Throughout her life, Letitia maintained an interest in the art of the day and her commentary begins with the ephemeral Medallion Wafers, which were artificial in every sense. She continued with the Pictorial Catalogue of Pictures in the Literary Gazette. None of these actually incorporate a reproduction: she expected her readers to keep up to date on such matters. The thrust of her poetry was to illustrate the artificiality of art, indeed the artificiality of poetry also. Later, we find her illustrative verse in many of the gift books then in vogue, especially in Fisher's Scrap Books mentioned above. Her final venture turns things on their head: we have her 'Subjects for Pictures', suggesting that the artifice of poetry can be turned into the artifice of art.

I have included here as many images as I can find but is important to remember that these are not illustrations, the verses being commentaries on what is shown and what is not.
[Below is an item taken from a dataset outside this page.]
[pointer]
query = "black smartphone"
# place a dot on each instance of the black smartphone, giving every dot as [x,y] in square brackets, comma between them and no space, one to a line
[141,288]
SCHLOSS'S ENGLISH BIJOU ALMANACK'S

This was another of Letitia's later projects, which I have seen reported, were written as a gift. These tiny volumes, which came complete with a magnifier were embellished with her verses from 1836 to 1839. In the 1838 edition, John A Heraud, Esq. provided the following tribute:

To L. E. L.

Sappho of a polished age! 

    Loves and graces sweetly fling 

Chastened spendours o'er thy page, 

    Like moonlight on a fairy's wing. 

Feelings fresh as morning’s dews, 

    Breathings gentle as the May's, 

Verses soft as violet’s hues,

    Once sported in thy happy lays.

 

Sad is now thy plaintive strain,

    Melancholy is thy mood—

Bring us back thy youth again!

    For Cheerfulness befits the good.

Yet, if thou be sad —‘tis well!

    If we weep,—‘tis not in vain! 

Sighs, attuned to Sappho's shell, 

    Allure us into love with pain !

CONTEXT

 

The arrangement in alphabetical order is far from ideal but it is a beginning and I have tried in all cases to give the date of publication. The mixture of the various stages of Landon't development as a poet does in any case provide variety. Where the poem is specifically about a work of art, I have tried to provide an illustration but unfortunatley this is not always possible.